Pekanbaru – (jejakberitanews.com) Aktivitas gudang Bahan Bakar Minyak (BBM) ilegal di Kota Pekanbaru kembali menjadi sorotan. Seorang pria berinisial FG, yang sebelumnya telah ditetapkan sebagai tersangka sekaligus masuk Daftar Pencarian Orang (DPO) oleh Polda Riau, diduga kembali menjalankan usaha serupa tanpa tersentuh hukum.
FG diketahui merupakan pemilik gudang penimbunan BBM ilegal yang digerebek oleh Direktorat Reserse Kriminal Khusus pada 7 April 2022 lalu. Dalam kasus tersebut, FG ditetapkan sebagai tersangka dan masuk dalam daftar buronan. Namun hingga kini, ia belum berhasil diamankan.
Ironisnya, berdasarkan informasi yang dihimpun, FG justru diduga kembali membuka usaha ilegal berupa gudang penampungan dan pengoplosan BBM di Jalan Naga Sakti, Kecamatan Binawidya, Kota Pekanbaru.
“FG itu sudah ditetapkan sebagai tersangka dan DPO sejak 2022 lalu, kasusnya gudang BBM ilegal oplosan yang digerebek Ditreskrimsus. Tapi sampai sekarang masih bebas beroperasi,” ungkap seorang sumber kepada media ini.
Sumber tersebut juga menyebutkan adanya dugaan pihak yang membekingi aktivitas FG. Bahkan, disebut-sebut ada keterlibatan oknum tertentu yang membuat FG seolah kebal hukum.
“Informasinya ada oknum berbaju loreng yang menjamin, dan juga ada keluarga yang merupakan anggota polisi di Pekanbaru. Itu yang membuat dia merasa aman,” tambahnya.
Pantauan di lapangan pada Sabtu (15/03/2026), gudang milik FG tampak tertutup pagar seng tinggi dan dilengkapi kamera pengawas (CCTV). Aktivitas di dalam gudang diduga masih berlangsung.
Gudang tersebut diduga menjadi tempat penampungan dan pengoplosan BBM yang berasal dari luar daerah seperti Jambi dan Palembang.
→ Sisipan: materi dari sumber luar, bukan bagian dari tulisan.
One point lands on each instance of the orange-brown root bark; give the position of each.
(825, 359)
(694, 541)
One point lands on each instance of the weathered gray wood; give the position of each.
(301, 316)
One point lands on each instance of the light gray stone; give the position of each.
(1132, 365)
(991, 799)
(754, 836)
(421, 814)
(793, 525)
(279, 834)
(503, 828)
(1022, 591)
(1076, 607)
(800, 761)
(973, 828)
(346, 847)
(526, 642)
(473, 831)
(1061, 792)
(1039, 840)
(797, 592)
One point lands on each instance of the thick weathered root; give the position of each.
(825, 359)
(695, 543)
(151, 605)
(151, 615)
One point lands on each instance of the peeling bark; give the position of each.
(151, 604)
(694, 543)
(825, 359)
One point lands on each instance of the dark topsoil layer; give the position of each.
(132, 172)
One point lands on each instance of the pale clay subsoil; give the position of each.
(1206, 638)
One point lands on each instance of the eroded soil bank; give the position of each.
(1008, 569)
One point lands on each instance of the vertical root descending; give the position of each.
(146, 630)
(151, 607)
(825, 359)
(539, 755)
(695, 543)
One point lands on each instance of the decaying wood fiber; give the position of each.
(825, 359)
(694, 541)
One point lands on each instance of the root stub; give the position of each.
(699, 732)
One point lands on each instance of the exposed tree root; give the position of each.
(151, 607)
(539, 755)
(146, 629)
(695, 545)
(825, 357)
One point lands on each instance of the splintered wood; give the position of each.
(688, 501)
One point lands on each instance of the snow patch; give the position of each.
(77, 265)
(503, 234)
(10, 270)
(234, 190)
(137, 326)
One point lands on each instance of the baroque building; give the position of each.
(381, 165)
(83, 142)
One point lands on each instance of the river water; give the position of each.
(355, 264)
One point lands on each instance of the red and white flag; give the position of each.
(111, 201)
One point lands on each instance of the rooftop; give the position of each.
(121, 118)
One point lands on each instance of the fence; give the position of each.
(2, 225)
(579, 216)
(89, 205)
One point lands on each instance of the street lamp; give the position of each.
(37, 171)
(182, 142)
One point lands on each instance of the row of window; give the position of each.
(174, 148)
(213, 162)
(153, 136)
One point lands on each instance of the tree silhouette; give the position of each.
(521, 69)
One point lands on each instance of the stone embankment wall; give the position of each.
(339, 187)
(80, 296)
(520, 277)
BBM tersebut kemudian diolah menjadi jenis solar dan didistribusikan ke sektor industri dengan keuntungan besar.
Praktik ini tidak hanya melanggar hukum, tetapi juga merugikan negara serta masyarakat, khususnya penerima BBM subsidi yang seharusnya mendapatkan haknya.
Sementara itu, Kapolsek Bina Widya Kompol IMT Sinurat saat dikonfirmasi terkait dugaan aktivitas ilegal di wilayah hukumnya belum memberikan tanggapan hingga berita ini diterbitkan.
Secara hukum, pelaku penyelewengan BBM subsidi dapat dijerat dengan pidana penjara paling lama 6 tahun dan denda maksimal Rp60 miliar sebagaimana diatur dalam peraturan perundang-undangan yang berlaku, termasuk Undang-Undang Cipta Kerja dan regulasi turunan di sektor hilir minyak dan gas bumi.
Masyarakat pun berharap dengan adanya pimpinan baru di Polda Riau, aparat penegak hukum dapat bertindak tegas, mengusut tuntas dugaan praktik mafia BBM, serta menangkap FG yang hingga kini masih berstatus buronan.